Quem tem um filho assim…
O Ricardo. Que golo belíssimo. Ainda hoje me lembro bem. Livre ali do meio-campo, a bola vai para ele, fura entre dois defesas e atira, mais em jeito do que em força, à entrada da área. A bola entra junto ao poste. Entrei em campo e, como já disse, festejei como o golo à Juventus. Há cenas que fazemos e nem damos conta. Se não houvesse imagens, eu até o questionaria pela comparação. Vistas as imagens, pergunto-me ‘o que me deu na cabeça para entrar em campo a festejar daquela forma’. Foi divertido.

Quem era o presidente da República?
Huuuum, essa é fácil: Jorge Sampaio. Ele mesmo.

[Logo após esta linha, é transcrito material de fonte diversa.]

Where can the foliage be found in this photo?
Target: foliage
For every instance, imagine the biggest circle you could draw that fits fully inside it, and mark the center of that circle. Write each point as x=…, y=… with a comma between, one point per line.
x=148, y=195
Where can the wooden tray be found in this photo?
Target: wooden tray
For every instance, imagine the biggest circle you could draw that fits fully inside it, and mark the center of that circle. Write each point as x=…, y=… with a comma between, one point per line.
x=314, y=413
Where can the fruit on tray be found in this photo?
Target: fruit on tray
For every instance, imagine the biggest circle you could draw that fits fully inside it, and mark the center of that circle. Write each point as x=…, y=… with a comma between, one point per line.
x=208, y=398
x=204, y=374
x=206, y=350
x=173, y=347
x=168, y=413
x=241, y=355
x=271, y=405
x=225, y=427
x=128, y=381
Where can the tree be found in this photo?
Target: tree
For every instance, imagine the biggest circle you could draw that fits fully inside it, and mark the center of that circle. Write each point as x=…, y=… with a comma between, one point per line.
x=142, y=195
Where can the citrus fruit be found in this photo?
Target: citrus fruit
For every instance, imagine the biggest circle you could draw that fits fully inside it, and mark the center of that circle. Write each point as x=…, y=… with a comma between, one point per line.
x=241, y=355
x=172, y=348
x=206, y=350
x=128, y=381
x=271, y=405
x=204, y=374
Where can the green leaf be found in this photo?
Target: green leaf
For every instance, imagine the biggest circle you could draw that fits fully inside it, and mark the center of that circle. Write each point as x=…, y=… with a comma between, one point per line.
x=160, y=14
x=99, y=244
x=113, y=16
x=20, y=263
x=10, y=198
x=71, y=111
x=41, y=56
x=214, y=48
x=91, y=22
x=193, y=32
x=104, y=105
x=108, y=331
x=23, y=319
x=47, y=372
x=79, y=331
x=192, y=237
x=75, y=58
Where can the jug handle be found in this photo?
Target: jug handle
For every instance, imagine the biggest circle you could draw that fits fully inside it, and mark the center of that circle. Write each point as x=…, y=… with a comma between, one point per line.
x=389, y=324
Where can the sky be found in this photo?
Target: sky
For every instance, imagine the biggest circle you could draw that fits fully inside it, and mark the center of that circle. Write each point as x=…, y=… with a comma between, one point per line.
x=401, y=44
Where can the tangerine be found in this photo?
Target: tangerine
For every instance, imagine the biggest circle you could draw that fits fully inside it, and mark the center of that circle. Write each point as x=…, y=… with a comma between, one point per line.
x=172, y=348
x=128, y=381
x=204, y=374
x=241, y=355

O que sentiu quando lhe entregou a Taça no cimo daquelas escadas?
Nesse ano, a cerimónia foi cá em baixo, no relvado. O sentimento é sempre de dever cumprido, de uma alegria enorme. Levar o Beira-Mar à conquista da Taça de Portugal é um feito inédito. Ainda hoje. Por aí também se vê a grandeza do momento. Isso e o chegar a Aveiro. Nunca vi tanta gente lá como naquele dia. Tudo à nossa espera. E nós, completamente ansiosos por chegar à cidade. Acho que nunca uma viagem Lisboa-Aveiro demorou tanto. Olhei para o relógio umas mil vezes, recebi mensagens de apoio mais telefonemas de gente eufórica, fora de si. Essa experiência é única.

É a sua maior alegria?
Como treinador, sem dúvida. Na vida desportiva, só a final da Taça dos Campeões é que a ultrapassa.

1987, Bayern.
Isso mesmo. Foi uma luta impressionante. Contra o azar. Primeiro, o Lima Pereira lesionou-se. Depois, foi a vez do Gomes. Assim, de repente, ficámos sem os capitães. O que é isso para nós? Nós, Porto, éramos um todo e isso provou-se autenticamente em Viena. Jogámos como um todo. Foi fantástico, aquela vitória.

Na ausência do Gomes, quem vestiu o número 9 foi o Sousa.
Era o único número livre. O 8 era do Madjer e o 10 do Futre. Sobrou o 9. Lá fui.

Por falar em luta impressionante, imagino que a final da Taça Intercontinental também tenha sido um daqueles jogos para a história.
Nem me lembre, foi o pior jogo da minha vida. Em condições atmosféricas, digo. Começámos o jogo com luvas e, aos cinco minutos, já todos nós as tínhamos atirado para o banco. Menos o Mlynarczyk, claro. Aliás, ele devia ser o único a curtir aquele frio [risos fortes]. Era melhor jogar com as mãos ao ar livre do que metidas dentro de luvas. Que sofrimento que frio, que jogo. Aquilo era pontapé para a frente e pouco mais. Quem tivesse mais coração, mais determinação e mais garra, ganhava. Fomos nós, mais uma vez. Ainda por cima, com prolongamento.